I was up late last night, so the morning feels like it’s moving in a slow motion fog. While I was dropping off keys at the mechanic to have the 1995 Jeep worked on again, the dogs climbed up on the console of my car and changed the radio station. I took them to the groomer, where I promptly dropped their leash while walking in and they took off, luckily not far. Just as I’m feeling proud of myself for managing to pick up a latte between the mechanic and the groomer, I get to my office and manage in some mystical way to spill latte down the front of my sweater onto my pants and on my hand as well. Oh, and I really don’t feel like writing a blog today. Did I mention that?

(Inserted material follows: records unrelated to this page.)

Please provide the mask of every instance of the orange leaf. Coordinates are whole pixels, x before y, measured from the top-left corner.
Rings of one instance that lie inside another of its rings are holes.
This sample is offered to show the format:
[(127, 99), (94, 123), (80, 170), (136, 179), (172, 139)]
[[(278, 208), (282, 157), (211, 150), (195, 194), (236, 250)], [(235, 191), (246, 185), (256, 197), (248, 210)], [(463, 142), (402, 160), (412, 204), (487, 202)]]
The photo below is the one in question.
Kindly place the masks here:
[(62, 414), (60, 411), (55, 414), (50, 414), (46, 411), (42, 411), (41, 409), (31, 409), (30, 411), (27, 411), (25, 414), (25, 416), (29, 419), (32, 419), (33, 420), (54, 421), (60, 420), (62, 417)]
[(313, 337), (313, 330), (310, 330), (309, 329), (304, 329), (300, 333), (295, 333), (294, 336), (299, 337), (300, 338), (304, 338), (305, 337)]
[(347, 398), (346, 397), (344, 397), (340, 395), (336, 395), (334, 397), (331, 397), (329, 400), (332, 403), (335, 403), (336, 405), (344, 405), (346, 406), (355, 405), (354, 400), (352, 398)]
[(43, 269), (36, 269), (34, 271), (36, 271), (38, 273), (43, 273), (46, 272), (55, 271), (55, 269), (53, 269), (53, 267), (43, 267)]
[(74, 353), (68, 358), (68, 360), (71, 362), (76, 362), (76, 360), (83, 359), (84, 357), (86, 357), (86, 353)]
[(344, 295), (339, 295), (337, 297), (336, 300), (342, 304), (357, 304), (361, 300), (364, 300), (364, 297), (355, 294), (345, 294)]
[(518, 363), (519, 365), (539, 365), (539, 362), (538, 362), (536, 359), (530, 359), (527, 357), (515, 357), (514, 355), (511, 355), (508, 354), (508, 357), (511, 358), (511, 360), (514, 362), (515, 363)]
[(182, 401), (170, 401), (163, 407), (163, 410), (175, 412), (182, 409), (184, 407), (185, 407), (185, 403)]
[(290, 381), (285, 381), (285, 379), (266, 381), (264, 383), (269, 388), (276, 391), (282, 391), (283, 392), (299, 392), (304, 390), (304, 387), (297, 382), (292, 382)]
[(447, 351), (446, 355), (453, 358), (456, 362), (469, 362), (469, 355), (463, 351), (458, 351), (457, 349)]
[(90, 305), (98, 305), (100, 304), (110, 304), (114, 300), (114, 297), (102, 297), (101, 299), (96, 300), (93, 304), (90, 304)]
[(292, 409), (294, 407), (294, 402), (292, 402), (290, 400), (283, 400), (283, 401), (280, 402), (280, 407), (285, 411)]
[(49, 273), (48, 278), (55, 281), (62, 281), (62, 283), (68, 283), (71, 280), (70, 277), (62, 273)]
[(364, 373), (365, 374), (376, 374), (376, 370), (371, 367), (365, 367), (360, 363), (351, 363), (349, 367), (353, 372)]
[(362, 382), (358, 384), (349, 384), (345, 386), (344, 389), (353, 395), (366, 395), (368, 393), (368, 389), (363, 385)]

So here I am in the middle of my Monday life, my real life, wanting to curl up in my big chair at home and crochet an afghan while I watch Hallmark. But it is not to be. I have clients to see, bills to pay, a blog to write. My blog coach (that’s what I call her) tells me it’s important to write consistently, stick to a schedule, and in that process I will find my writer’s voice. It’s not proper to tell you what I’m thinking about that right now, but it got me thinking about the discipline of writing. That got me thinking about the discipline of life.
What does it take to stick to my commitments, to follow through when I flat out don’t want to? Scripture tells us we are running a race, and most days I’m not even sure I can tie my shoe laces. I get tired. I get discouraged. I get bogged down by day-to-day demands. I feel overwhelmed and under-equipped. I want to be authentic, but worry about how others might measure me. Do you hear that? The pitter patter of wrong thinking in my head?
Then I remember, God is doing all the work and He is equipping me with what I need when I need it. I remember that I am called into His purpose in His time. I take a deep breath and release, turn my face to the sun, and let go of all the pressure I’m putting on myself. Whatever is going to happen today, He already knows about. Whatever He will need from me, He has already equipped me for. Whatever I need today, He has already put a plan in motion to meet those needs. He is good. He is father. I am His, and He is mine.
I will continue to run the good race. I will not grow weary. I will rest in Him and be restored. I will let His goodness, mercy, and love pour through me. I will work, rest, and play in His grace. I pray the same for anyone who is reading this. I pray that you will feel the Father’s arms around you, His breath on your cheek, and His promise in your heart. I pray we will all be renewed in mind and spirit and not grow weary.
Isaiah [40:31] ESV
But they who wait for the Lord shall renew their strength; they shall mount up with wings like eagles; they shall run and not be weary; they shall walk and not faint.
Philippians [3:13]-14 ESV
Brothers, I do not consider that I have made it my own. But one thing I do: forgetting what lies behind and straining forward to what lies ahead, I press on toward the goal for the prize of the upward call of God in Christ Jesus.
2 Timothy 4:7 ESV
I have fought the good fight, I have finished the race, I have kept the faith.
Philippians [4:13] ESV
I can do all things through him who strengthens me.